By Suzii Paynter
My duties take me into many conversations with leaders of other faiths. Below is a comment that I recently received:
“I have read your Bible. I was surprised to find it much more interesting than a book of laws and wisdom teachings like I was expecting. It was full of personal stories; people beginning something new, also stories of renewed-ness. It helped me understand for the first time the important place of resurrection in your faith.”
Have you thought of the Bible as stories of newness? Restarts? Innovation? The Harvard Business Review describes “innovation” as “the difficult discipline of newness.”
This is a good definition of what I hear in many conversations about ministry — whether in the local church or in larger bodies and denomi-networks like the Cooperative Baptist Fellowship.
Greg Dees, scholar of social entrepreneurship at Duke University, studies trends of innovation and social entrepreneurship, efforts that have a broad social impact. Dees pays particular attention to social entrepreneurs who he describes as “change agents” in the social sector by:
• Adopting a mission to create social value (not just private value)
• Relentlessly pursuing opportunities to serve that mission
• Embracing the practice of continuous innovation, adaptation and learning
• Taking bold actions and having heightened accountability to constituencies and for outcomes.

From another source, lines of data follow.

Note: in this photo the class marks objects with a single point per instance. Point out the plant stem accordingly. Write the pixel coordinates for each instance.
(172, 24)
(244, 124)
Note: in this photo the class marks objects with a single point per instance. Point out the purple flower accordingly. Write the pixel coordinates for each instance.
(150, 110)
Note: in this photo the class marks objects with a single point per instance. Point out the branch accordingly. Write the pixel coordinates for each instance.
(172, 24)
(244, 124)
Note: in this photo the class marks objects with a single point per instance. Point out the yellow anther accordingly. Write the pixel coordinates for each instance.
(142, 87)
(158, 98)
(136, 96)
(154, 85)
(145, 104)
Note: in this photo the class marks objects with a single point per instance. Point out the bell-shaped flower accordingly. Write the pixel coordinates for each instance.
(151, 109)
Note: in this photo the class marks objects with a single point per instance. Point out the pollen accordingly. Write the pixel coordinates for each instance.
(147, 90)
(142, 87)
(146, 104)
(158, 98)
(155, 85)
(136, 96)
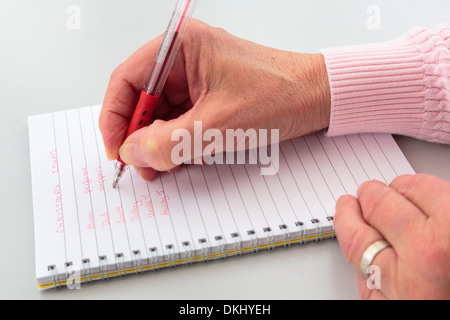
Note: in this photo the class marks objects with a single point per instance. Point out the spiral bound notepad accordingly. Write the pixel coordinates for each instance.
(85, 230)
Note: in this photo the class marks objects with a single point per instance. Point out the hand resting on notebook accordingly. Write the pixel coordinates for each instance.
(230, 83)
(412, 214)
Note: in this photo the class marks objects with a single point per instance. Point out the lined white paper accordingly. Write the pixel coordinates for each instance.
(197, 213)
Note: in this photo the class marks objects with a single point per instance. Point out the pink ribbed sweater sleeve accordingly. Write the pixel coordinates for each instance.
(399, 87)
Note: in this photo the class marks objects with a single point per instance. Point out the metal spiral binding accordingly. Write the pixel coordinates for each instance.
(187, 252)
(319, 229)
(205, 249)
(69, 269)
(87, 270)
(54, 274)
(154, 258)
(254, 240)
(137, 261)
(302, 229)
(270, 239)
(237, 243)
(286, 235)
(120, 264)
(221, 243)
(171, 255)
(102, 262)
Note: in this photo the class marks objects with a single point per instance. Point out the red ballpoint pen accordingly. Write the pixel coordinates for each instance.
(158, 75)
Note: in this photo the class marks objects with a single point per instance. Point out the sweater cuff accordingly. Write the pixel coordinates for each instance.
(384, 87)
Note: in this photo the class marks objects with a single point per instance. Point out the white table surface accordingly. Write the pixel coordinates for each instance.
(45, 66)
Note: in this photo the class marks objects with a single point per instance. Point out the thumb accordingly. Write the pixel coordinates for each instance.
(155, 146)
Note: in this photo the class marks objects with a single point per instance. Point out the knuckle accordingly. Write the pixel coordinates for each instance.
(353, 248)
(404, 184)
(373, 197)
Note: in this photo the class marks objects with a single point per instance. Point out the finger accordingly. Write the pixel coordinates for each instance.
(427, 192)
(395, 217)
(155, 145)
(122, 95)
(355, 236)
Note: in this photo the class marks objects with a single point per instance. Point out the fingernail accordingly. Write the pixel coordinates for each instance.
(342, 200)
(109, 155)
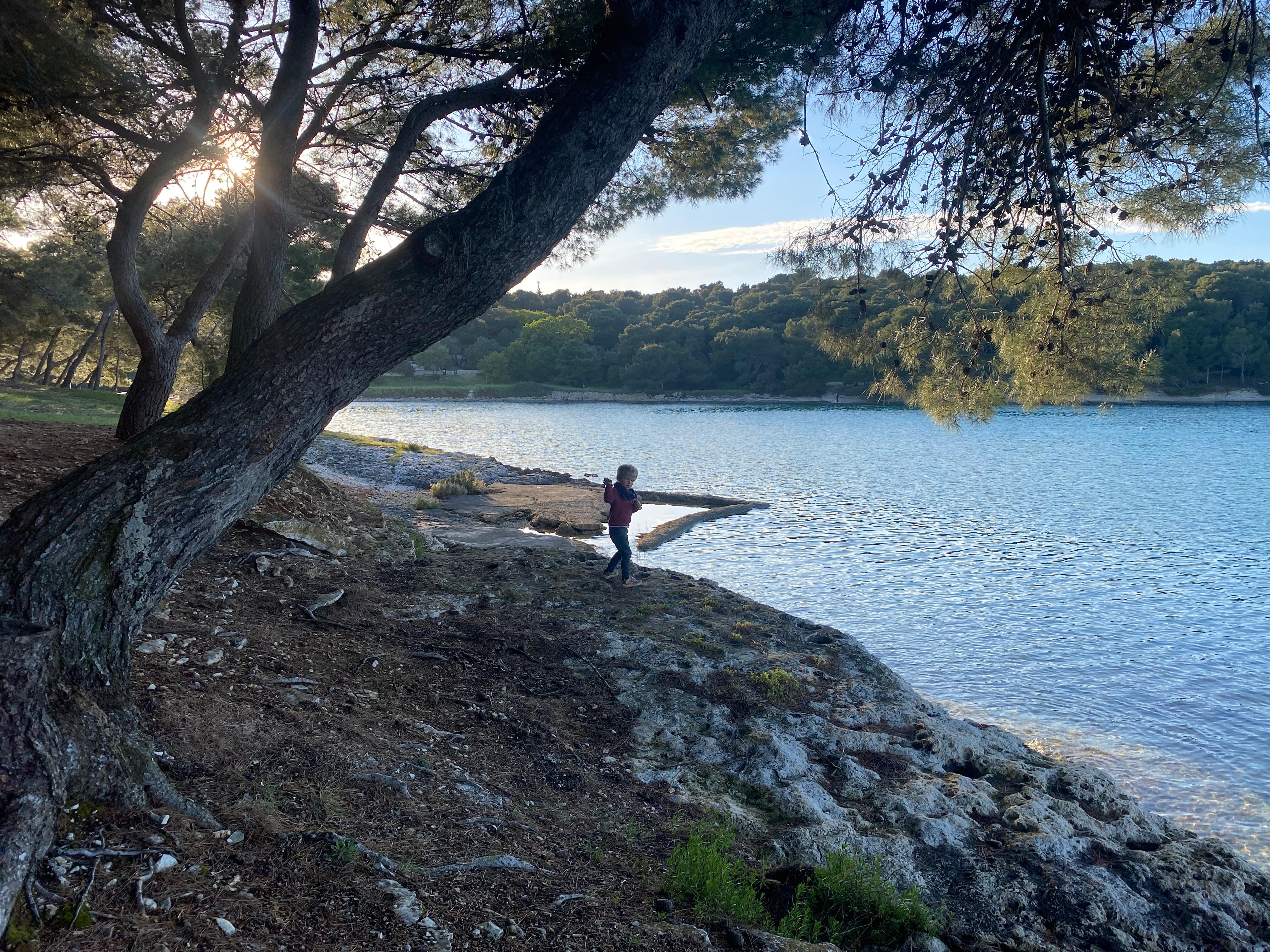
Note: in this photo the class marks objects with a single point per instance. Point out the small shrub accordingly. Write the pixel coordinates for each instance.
(420, 544)
(465, 483)
(778, 685)
(851, 903)
(705, 648)
(345, 851)
(705, 876)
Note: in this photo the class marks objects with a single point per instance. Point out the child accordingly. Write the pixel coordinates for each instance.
(621, 503)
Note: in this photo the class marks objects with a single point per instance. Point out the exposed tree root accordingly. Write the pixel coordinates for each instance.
(55, 745)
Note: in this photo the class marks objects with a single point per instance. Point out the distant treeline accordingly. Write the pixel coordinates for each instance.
(763, 338)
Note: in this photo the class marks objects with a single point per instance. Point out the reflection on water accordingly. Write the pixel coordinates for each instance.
(1099, 583)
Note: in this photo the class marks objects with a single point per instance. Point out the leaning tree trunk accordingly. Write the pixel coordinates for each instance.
(258, 300)
(152, 386)
(84, 563)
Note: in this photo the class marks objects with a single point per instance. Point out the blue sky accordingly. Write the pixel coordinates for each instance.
(731, 242)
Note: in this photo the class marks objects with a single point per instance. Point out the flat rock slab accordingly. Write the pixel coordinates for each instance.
(388, 464)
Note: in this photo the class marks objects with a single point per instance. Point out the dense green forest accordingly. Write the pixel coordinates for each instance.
(764, 338)
(1212, 334)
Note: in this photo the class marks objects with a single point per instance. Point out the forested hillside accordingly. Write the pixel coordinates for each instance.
(764, 338)
(1213, 334)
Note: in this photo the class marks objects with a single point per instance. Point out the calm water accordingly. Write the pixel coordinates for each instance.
(1099, 583)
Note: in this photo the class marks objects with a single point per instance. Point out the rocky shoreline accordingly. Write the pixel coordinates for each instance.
(1027, 851)
(435, 730)
(588, 397)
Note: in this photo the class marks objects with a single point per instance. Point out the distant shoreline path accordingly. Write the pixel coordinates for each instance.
(595, 397)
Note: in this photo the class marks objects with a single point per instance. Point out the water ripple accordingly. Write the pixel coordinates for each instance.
(1098, 583)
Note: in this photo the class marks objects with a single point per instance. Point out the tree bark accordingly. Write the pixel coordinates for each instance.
(46, 361)
(257, 304)
(96, 380)
(91, 557)
(152, 386)
(22, 357)
(417, 121)
(161, 353)
(68, 377)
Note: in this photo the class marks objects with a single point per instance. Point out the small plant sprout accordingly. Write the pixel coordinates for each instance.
(465, 483)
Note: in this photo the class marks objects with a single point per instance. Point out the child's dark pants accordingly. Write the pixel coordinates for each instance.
(620, 535)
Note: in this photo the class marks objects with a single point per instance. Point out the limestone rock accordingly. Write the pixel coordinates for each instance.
(407, 905)
(1028, 852)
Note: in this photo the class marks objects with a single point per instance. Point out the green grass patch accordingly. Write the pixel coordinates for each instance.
(707, 878)
(398, 447)
(465, 483)
(704, 648)
(851, 903)
(345, 851)
(778, 686)
(848, 902)
(33, 403)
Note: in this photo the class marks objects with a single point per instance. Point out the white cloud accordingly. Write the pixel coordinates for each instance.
(756, 239)
(765, 239)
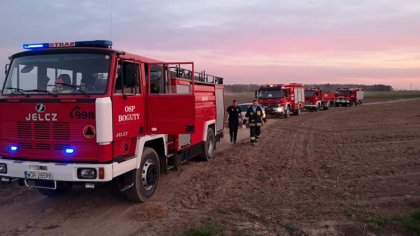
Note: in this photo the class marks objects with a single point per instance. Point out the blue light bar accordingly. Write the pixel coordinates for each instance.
(93, 43)
(35, 45)
(13, 148)
(69, 150)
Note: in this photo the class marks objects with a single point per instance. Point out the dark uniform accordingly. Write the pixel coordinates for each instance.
(234, 115)
(255, 122)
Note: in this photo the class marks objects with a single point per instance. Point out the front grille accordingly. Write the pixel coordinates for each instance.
(24, 130)
(43, 130)
(42, 146)
(25, 145)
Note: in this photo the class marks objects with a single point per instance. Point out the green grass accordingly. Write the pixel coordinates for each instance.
(376, 222)
(392, 95)
(206, 229)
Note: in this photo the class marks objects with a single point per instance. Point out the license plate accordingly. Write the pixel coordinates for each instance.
(38, 175)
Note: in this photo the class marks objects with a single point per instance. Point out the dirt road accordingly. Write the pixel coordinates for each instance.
(310, 174)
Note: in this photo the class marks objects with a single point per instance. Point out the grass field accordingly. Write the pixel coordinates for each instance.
(369, 96)
(392, 95)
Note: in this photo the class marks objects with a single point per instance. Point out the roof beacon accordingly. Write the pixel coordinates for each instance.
(94, 43)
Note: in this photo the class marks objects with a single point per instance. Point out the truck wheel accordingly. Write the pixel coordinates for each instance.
(61, 188)
(209, 146)
(145, 178)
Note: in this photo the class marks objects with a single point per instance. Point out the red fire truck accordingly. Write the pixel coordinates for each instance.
(316, 99)
(83, 113)
(349, 96)
(281, 100)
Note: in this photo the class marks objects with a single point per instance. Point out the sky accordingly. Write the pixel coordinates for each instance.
(244, 41)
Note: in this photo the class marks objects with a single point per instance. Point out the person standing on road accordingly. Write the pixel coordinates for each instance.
(234, 115)
(254, 115)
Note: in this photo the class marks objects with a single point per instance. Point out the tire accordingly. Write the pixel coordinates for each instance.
(62, 187)
(287, 113)
(146, 178)
(209, 146)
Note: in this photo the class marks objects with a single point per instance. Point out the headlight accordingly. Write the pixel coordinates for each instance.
(3, 168)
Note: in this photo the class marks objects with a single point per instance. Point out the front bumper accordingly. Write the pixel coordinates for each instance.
(66, 171)
(342, 101)
(274, 111)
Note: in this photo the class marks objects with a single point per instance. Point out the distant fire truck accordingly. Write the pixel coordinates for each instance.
(281, 100)
(349, 96)
(81, 112)
(316, 99)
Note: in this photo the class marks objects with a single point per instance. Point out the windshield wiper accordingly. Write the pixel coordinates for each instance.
(77, 87)
(20, 91)
(38, 91)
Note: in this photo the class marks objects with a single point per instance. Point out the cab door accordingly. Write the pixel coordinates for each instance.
(170, 100)
(128, 108)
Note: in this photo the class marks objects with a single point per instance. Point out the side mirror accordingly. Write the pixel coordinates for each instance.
(6, 68)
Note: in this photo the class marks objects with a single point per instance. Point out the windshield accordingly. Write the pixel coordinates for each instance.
(265, 93)
(244, 107)
(343, 92)
(58, 74)
(310, 93)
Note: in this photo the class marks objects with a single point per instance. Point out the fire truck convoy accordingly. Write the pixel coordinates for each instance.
(349, 97)
(281, 100)
(81, 112)
(316, 99)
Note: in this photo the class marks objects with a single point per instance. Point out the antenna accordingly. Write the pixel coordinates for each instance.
(110, 23)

I would contend that these descriptions could be used for many of you in your congregational ministries, yet Dees says, “The church seems disinterested in either the topic or in practicing social entrepreneurship/social innovation as it is now described. The burgeoning literature about social entrepreneurship barely mentions the church. … Unless faith communities once again become integral to social entrepreneurship, the movement will run out of steam,” Dees says.
This practice of Christian social innovation is actually a practice to be re-claimed, according to Duke’s Kavin Rowe. A key reason for the spread of Christianity in the early centuries was what he calls “Christianity’s Surprise” — its socially innovative witness in caring for widows, orphans and the poor.
YES. We need a 21st century that is lighted with new “Chrisianity’s surprise(s).”There is a need for Christian social innovation to transform our communities and innovate with the same impact. We need to tune our communities of faith to this work.
Christian Social Innovation, as outlined by L. Greg Jones in his recent book Christian Social Innovation, emphasizes that the church begins innovation by “participating in… something actually started before us and not dependent on us but wholly dependent on God’s vision of peace, justice and harmony.” A vision that, frankly, is not all that comfortable for us — God’s vision is truly something bigger than ourselves, something riskier than ourselves and something born of God’s imagination, not ours.
We begin with God’s vision of:
- Isaiah 11:5-10 – “Lion and lamb” from the extraordinary imagination of God
- Revelation 21:1-5 – “A new heaven and a new earth” where God wipes away every tear, death will be no more. There will be no mourning, no crying, no pain – former things have passed away.
- Prophetic imagination of Amos 5:21,24 – “I hate, I despise your religious festivals; your assemblies are a stench to me … But let justice roll on like a river, righteousness like a never-failing stream!”
- Ephesians 3:18-21 – We have the power to grasp love’s width, depth length and height with all believers so that we will be filled with the fullness of God.
God continues to produce miracles reminding us that whatever vision and passion we bring to our hopes for transformation, God’s work already precedes us and will most certainly transcend our own ingenuity.
Where do you see a “Christianity surprise” changing things upside down? It is my guess that there you will also find Jones’ characteristics of Christian Social Innovation – a sense of blessing, true hope, a spirit of forgiveness, authentic and warm friendship, inspired imagination and evidence of fruitful improvisation.
My prayer is that CBF and churches across our Fellowship will follow God’s vision and offer more Christianity Surprises that intentionally transform existing systems. I thank God for the opportunity to be in partnership with you to travel into places of innovation and the difficult discipline of newness.
Suzii Paynter serves as Executive Coordinator of the Cooperative Baptist Fellowship.